Она зашла в президентский кабинет по делу, а заодно и пригласить жениха на обед. Документам, принесенным Кирой, Андрей неподдельно обрадовался, а вот от обеда небрежно отмахнулся.
- Не сегодня, Кирюш, у меня переговоры.
И Кира, терпение которой лопнуло, начала высказывать жениху все, что она думает о нем, о его переговорах и обо всем том, что происходит с ним в последнее время. Андрей пытался было успокоить невесту, но у него ничего не вышло: у Киры началась настоящая истерика. Впрочем, возможно, Жданову удалось бы привести Воропаеву в чувства, если бы не Катя, которая, выйдя из своей каморки и деликатно кашлянув, напомнила, старательно не глядя на Киру и шефа, что через полчаса в Андрея Павловича важная встреча, и если он не хочет опоздать, то должен выезжать прямо сейчас. И Кира, вдруг вспомнив, что все ее беды начались с приходом в компанию этой выскочки и змеи подколодной, Екатерины Пушкаревой, набросилась на помощницу Андрея с оскорблениями. Еще ни разу Жданов не слышал таких слов от Киры, которая сейчас была в состоянии классического аффекта.
- Прошу прощения, Катя, - в полголоса сказал растерянный Андрей, который, не зная, что делать, одновременно пытаясь успокоить Воропаеву и вывести ее из кабинета. – Она сама не знает, что говорит.
Некоторое время Катя молча смотрела на Киру, а затем подошла к блондинке и влепила ей звонкую пощечину. Воропаева, икнув, схватилась за щеку, но замолчала, потрясенно глядя на Пушкареву.
- Простите, но это было необходимо, - тихо, но твердо сказала Катя. – Андрей Павлович, во-первых, эти переговоры действительно очень важны, а во-вторых, вы сейчас все равно ничем не можете помочь Кире Юрьевне. Поэтому, думаю, вам стоит отвести вашу невесту в ее кабинет, я сейчас вызову туда Ольгу Вячеславовну с успокоительным.

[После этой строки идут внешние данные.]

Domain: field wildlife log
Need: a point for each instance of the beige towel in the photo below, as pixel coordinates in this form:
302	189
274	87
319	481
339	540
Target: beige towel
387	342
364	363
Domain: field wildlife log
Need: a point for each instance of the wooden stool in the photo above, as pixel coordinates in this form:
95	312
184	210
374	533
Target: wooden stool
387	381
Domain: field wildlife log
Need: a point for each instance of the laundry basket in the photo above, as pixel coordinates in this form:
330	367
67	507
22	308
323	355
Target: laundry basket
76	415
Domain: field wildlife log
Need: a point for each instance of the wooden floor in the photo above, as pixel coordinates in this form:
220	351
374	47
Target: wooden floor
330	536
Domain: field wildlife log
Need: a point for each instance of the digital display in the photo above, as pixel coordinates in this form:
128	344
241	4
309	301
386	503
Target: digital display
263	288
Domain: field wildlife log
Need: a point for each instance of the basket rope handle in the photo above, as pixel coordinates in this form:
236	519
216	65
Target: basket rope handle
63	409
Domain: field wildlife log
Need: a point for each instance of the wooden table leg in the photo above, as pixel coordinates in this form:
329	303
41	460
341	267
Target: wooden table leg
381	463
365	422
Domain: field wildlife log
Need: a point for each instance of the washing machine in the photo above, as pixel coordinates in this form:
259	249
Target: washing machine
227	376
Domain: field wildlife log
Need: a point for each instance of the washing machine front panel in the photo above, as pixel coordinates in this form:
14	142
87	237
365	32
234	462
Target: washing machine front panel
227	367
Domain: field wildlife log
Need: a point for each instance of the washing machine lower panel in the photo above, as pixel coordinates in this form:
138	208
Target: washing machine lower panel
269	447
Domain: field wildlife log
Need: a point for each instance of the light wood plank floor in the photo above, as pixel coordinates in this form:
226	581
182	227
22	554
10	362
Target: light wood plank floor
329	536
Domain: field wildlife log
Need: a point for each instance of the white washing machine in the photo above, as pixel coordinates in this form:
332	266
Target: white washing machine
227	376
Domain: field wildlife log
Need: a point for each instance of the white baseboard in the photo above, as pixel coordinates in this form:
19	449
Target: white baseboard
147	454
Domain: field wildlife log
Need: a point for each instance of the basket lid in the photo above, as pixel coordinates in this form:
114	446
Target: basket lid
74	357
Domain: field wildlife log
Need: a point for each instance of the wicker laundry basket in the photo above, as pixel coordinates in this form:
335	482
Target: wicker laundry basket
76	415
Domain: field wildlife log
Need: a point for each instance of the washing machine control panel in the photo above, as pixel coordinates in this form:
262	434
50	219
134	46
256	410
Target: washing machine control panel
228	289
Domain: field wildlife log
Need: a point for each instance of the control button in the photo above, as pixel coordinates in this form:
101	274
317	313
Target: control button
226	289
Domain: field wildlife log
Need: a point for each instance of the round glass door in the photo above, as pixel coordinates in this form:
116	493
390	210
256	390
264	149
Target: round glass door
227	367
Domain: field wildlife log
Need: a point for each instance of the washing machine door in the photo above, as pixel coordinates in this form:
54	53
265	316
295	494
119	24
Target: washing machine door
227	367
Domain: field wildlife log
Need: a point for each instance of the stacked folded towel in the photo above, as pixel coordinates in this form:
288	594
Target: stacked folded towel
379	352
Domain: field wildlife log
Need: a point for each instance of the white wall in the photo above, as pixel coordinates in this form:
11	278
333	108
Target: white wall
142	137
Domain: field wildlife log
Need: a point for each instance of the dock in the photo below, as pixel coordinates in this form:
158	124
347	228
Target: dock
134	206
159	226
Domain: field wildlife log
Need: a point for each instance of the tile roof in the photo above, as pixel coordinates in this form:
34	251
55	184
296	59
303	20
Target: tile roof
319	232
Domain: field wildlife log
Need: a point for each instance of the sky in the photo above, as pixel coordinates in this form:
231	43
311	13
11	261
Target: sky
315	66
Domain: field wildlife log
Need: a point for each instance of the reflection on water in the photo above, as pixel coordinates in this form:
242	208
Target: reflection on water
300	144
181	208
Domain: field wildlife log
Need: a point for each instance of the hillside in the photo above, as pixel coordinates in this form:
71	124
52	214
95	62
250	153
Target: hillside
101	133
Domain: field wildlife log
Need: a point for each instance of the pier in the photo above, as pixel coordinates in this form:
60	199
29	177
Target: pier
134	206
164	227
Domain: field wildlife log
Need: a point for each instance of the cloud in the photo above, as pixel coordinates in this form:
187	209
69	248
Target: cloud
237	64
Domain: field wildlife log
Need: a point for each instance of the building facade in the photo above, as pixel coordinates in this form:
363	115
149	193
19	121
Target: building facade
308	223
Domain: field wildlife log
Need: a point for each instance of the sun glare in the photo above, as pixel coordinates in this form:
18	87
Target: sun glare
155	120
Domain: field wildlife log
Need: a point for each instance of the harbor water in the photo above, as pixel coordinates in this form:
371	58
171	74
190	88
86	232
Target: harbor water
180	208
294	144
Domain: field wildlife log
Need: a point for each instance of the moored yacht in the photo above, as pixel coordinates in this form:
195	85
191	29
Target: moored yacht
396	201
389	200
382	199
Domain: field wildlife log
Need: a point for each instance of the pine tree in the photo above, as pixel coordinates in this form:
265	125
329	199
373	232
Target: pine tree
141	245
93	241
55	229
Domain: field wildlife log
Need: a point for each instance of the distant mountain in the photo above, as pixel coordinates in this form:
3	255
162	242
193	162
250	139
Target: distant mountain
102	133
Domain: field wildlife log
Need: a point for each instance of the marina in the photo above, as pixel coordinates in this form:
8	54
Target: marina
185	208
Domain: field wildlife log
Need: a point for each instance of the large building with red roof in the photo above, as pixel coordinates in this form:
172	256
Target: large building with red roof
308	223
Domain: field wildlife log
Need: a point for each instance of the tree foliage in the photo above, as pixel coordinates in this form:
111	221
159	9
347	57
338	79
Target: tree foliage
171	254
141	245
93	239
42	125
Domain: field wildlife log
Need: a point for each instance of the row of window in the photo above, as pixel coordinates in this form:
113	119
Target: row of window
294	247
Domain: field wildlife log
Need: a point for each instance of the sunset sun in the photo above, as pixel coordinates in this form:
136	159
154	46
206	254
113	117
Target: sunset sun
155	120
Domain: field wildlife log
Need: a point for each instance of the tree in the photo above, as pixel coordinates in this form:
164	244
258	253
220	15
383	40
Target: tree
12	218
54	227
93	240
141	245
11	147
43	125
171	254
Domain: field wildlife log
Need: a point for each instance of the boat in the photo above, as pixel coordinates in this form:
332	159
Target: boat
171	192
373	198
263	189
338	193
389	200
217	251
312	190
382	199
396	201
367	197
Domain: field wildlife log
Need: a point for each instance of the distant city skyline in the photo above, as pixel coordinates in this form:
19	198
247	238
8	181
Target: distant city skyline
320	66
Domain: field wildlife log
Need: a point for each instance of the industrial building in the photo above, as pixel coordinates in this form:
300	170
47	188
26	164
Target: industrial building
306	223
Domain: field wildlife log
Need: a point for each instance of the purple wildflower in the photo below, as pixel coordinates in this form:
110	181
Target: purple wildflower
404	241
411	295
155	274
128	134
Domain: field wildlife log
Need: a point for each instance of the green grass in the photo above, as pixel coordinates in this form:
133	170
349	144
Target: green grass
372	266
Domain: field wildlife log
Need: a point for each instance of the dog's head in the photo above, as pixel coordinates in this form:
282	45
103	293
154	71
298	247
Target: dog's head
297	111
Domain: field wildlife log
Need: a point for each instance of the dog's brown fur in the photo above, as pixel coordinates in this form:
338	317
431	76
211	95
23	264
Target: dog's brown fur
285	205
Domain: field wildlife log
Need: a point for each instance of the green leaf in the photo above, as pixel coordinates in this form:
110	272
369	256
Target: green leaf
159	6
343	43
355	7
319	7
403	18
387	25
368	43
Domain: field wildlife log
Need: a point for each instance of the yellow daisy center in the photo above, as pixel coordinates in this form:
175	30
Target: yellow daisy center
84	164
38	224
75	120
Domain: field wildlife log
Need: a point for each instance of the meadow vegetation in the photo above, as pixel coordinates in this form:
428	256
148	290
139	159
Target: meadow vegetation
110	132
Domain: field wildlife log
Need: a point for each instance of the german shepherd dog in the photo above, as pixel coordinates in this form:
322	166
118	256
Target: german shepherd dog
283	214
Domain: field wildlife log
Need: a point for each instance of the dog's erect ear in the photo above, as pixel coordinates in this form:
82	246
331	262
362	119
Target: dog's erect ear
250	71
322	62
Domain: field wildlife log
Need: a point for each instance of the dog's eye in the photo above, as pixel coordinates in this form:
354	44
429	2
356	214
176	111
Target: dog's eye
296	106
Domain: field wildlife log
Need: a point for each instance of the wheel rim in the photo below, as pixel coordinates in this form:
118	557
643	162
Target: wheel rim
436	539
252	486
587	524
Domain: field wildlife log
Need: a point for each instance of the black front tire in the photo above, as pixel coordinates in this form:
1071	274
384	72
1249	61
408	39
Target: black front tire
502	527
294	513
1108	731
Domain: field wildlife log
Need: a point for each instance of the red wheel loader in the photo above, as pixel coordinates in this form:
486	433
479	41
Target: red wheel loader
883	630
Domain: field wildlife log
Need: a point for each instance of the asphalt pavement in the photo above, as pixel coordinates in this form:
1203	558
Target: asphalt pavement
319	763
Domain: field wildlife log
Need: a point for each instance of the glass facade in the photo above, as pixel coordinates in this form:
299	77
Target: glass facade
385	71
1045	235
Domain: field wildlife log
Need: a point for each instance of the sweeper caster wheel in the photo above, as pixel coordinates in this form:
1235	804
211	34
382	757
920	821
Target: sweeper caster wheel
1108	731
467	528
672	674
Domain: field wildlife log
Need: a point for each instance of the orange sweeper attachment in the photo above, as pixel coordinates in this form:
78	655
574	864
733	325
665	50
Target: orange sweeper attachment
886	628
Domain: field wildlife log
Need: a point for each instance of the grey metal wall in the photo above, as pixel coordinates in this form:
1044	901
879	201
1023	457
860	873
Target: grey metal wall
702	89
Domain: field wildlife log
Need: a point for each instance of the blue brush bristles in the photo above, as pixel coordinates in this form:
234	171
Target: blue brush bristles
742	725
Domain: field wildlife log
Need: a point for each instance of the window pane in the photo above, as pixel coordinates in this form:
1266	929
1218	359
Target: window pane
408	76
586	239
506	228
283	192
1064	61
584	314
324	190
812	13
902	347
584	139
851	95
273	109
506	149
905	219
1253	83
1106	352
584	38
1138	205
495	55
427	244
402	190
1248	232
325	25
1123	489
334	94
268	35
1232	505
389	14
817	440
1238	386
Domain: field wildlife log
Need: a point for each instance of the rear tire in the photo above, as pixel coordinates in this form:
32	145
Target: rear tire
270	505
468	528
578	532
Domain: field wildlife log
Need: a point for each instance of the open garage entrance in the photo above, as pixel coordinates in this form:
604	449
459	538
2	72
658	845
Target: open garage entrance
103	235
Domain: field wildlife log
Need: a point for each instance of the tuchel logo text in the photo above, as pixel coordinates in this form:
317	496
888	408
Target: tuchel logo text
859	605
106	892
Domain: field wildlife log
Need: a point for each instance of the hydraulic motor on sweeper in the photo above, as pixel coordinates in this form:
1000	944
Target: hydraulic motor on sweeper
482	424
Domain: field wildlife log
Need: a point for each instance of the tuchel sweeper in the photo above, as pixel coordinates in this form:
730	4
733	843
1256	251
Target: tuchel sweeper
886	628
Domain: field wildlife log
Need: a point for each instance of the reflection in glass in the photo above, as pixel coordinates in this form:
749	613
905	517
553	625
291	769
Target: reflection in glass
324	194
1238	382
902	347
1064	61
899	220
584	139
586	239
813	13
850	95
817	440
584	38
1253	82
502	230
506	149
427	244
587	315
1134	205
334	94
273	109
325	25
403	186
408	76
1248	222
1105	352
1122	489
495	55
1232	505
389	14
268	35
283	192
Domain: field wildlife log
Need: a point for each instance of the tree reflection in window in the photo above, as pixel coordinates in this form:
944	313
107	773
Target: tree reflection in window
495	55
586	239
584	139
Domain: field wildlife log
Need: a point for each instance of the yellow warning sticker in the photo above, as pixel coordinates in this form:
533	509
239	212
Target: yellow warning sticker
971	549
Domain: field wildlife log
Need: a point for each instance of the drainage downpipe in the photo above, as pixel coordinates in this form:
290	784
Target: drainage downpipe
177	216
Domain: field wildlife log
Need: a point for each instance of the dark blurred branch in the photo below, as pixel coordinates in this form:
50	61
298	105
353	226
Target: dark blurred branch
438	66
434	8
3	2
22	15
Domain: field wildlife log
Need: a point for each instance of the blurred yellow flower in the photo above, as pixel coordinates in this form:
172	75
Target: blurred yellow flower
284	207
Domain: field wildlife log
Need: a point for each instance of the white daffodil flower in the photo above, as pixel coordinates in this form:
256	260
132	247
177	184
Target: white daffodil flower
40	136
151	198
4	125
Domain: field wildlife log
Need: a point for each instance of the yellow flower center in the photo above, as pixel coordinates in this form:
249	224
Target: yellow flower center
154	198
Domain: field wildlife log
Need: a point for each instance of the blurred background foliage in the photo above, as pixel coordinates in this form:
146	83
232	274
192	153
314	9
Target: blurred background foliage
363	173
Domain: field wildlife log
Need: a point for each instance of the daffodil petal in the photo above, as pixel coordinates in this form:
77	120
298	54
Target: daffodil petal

- Э-э-э… - Андрей переводил по-прежнему растерянный взгляд с Кати на Киру и обратно и, наконец, кивнул. – Да, полагаю, вы правы. Звоните Уютовой.
Жданов и Кира покинули кабинет. Позже, возвращаясь в «Зималетто» после встречи, Андрей думал не о Воропаевой, ни даже о достигнутом соглашении с партнерами, а о Кате. О ее реакции на истерику Киры. Он ожидал чего угодно: обиды, злости, равнодушия, но вместо этого в глазах Кати он увидел жалость и сострадание по отношению Кире. И это было неожиданно. Да, все же Екатерина Пушкарева была необычной и примечательной личностью.
И Андрей никогда бы не подумал, что она приложит руку к созданию новой, как всегда гениальной коллекции Милко.
* * *
На очередное совещание Милко не звали, как впрочем, и на все остальные – ему просто нечего было там делать. Он пришел сам, потому что ему нечем было заняться: муза, самая коварная и непостоянная женщина на свете, изменила ему, и теперь у него не было вдохновения на новую коллекцию. И он то сидел у себя, дуясь и жалуясь Олéчке, то слонялся по «Зималетто», высмеивая всех, кто попадался ему на пути. На совещание он забрел в поисках вдохновения и развлечения, не надеясь особо ни на то, ни на другое. Однако все вышло не так, как он предполагал.
Вначале Андрей поручал проведение совещаний Кате. Однако вскоре девушка решительно отказалась от этого. «Вы – президент компании и должны лично проводить такие важные совещания, - сказала она. – Это подчеркивает вашу власть и поднимает авторитет». И Жданов со вздохом согласился. В первое время Катя прикрывала начальника, когда тот что-то забывал или не знал, но затем Андрей стал тщательнее готовится, и с тех пор на совещаниях Катя лишь вполуха слушала Жданова, думая о своем.
Когда Милко зашел в конференц-зал, то свободное место было только возле Пушкаревой. И дизайнер сел рядом с Катей, хотя и не без некоторого внутреннего протеста, потому что между ними велось нечто наподобие холодной войны. А началось все с того, что когда Милко впервые увидел Пушкареву, одетую в уродливую одежду и в очках, вышедших из моды еще два века назад, он не мог сдержаться и в присутствии Андрея, Киры и Вики сделал несколько нелицеприятных высказываний по поводу ее внешнего вида. Пушкарева не разозлилась. Не обиделась. Даже не смутилась. Она выгнула бровь, сняла очки, нарочито медленно оглядела Милко с ног до головы, небрежно пожала плечами, и обратилась с каким-то вопросом к Жданову, ведя себя так, словно никакого Милко Вукановича, дизайнера «Зималетто» вообще не существует на этом свете, не то, что рядом с ней. И после этого, когда она случайно встречалась с Милко в коридорах «Зималетто», она держалась так, словно в упор его не видит. Милко отвечал ей тем же.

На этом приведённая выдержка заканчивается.